Francis s’inclina de nouveau de son air le plus aimable, puis il y eut une minute de silence, comme si chacun des interlocuteurs se recueillait pour retrouver son sang-froid. Le garde-général regardait Mme Lebreton, svelte et bien prise dans sa robe montante de cachemire noir. La marche et l’émotion avaient animé le visage de la veuve ; ses joues, légèrement rosées et ses grands yeux à demi cachés par les cils se détachaient vivement de l’encadrement sombre et vaporeux, formé par les tulles et les crêpes de sa coiffure de deuil. D’après ce qu’on lui avait dit, Francis s’était figuré une Mme Lebreton plus mûre et moins attrayante. — Elle, de son côté, s’était probablement attendue à rencontrer dans le garde-général quelque ours hérissé et bourru, semblable à la plupart des forestiers qu’elle avait connus à Auberive.

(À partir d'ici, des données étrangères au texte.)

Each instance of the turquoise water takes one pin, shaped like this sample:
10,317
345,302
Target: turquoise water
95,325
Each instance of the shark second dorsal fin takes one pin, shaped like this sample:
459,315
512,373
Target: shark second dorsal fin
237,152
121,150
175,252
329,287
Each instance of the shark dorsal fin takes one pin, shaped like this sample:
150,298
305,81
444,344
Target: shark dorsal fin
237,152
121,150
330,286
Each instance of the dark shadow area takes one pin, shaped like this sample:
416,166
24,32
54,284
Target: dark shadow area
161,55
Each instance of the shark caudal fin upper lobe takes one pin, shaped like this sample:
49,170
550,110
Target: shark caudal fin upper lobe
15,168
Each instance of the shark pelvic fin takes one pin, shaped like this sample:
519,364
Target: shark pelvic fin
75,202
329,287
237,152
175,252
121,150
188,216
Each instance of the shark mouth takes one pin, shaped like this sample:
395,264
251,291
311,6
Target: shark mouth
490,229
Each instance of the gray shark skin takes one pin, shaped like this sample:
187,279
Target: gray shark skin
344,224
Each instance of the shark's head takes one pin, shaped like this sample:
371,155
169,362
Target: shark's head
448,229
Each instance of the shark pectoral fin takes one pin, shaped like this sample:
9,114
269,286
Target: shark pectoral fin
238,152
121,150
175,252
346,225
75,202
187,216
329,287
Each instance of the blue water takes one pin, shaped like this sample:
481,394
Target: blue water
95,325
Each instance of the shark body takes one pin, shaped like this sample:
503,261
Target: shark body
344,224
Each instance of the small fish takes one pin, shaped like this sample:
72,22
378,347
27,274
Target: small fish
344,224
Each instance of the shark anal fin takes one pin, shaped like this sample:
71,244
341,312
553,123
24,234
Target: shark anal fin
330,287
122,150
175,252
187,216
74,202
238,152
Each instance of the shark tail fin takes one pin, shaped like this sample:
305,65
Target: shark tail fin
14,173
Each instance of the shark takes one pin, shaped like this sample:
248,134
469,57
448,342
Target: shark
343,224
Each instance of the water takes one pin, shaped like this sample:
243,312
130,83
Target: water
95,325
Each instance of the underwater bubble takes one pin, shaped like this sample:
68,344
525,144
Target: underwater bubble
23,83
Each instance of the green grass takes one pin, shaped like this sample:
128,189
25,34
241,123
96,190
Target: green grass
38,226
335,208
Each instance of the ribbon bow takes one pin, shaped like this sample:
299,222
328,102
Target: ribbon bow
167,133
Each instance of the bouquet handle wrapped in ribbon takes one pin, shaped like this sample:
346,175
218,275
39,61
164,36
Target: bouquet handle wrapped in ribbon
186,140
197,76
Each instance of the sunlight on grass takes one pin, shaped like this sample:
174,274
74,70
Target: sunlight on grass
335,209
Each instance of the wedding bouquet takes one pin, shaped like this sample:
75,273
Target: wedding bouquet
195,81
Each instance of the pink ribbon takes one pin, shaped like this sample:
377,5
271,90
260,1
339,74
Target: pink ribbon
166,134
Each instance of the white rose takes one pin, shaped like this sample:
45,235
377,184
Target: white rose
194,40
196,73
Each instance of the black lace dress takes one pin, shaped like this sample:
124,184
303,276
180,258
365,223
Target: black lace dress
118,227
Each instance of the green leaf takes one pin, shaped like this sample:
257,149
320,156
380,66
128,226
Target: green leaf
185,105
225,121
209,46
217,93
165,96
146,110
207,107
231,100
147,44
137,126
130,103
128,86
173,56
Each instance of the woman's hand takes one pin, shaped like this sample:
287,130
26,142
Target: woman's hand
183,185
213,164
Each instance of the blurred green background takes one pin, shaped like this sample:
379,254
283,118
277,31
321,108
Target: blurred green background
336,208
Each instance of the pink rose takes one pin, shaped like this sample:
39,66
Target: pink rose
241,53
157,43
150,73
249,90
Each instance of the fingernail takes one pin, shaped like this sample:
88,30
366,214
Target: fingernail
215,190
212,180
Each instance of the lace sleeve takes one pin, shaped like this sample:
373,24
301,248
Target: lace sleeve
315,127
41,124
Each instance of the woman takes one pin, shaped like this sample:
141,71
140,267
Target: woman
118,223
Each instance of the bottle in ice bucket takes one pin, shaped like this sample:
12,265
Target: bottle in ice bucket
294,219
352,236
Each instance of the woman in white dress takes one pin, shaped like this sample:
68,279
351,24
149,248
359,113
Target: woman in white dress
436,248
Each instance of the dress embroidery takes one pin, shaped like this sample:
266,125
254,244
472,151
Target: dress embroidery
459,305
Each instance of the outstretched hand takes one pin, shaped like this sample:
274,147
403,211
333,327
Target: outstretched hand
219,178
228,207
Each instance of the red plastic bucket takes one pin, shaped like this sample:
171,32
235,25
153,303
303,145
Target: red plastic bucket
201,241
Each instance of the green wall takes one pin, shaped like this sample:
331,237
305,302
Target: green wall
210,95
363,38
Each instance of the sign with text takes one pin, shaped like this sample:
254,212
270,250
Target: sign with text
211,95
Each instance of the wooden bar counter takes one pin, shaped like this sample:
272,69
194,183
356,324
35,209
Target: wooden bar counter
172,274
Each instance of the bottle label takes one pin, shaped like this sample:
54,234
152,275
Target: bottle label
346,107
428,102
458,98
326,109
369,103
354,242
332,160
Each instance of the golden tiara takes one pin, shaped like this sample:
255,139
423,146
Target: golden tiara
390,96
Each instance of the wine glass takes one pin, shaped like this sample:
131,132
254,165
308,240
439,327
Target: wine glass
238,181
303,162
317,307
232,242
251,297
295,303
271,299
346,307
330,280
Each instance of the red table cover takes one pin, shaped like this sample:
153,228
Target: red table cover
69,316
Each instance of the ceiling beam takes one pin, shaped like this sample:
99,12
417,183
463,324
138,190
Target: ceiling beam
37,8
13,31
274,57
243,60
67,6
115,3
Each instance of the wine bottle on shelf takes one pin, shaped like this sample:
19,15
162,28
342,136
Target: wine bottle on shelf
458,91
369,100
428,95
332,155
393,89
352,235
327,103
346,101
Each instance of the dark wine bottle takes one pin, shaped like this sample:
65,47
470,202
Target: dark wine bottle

Aussi se sentait-elle fort intimidée en présence de ce beau garçon, aux mains blanches, à la mise soignée, aux façons d’homme du monde, près de qui elle venait en solliciteuse.

— Monsieur, commença-t-elle d’une voix moins assurée, ma démarche est bien indiscrète et en dehors des usages… Veuillez l’excuser à cause du motif qui m’amène… Il s’agit d’un acte d’humanité pour lequel vous seul pouvez m’aider.

— Si la chose dépend de moi, répondit Francis, soyez persuadée, madame, que je ferai le possible pour vous être agréable.

Elle le remercia et lui expliqua ce qui venait d’arriver à Manette Trinquesse.

— En effet, reprit-il après avoir feuilleté quelques paperasses, voici le procès-verbal du brigadier… Le délit est flagrant, les délinquants sont coutumiers du fait, et permettez-moi d’ajouter, madame, qu’ils ne sont guère dignes de votre intérêt.

— Si l’on ne s’intéressait qu’aux gens qui n’ont jamais péché, répliqua la veuve, on aurait trop peu de chose à faire… Ce sont les coupables qui ont surtout besoin de compassion.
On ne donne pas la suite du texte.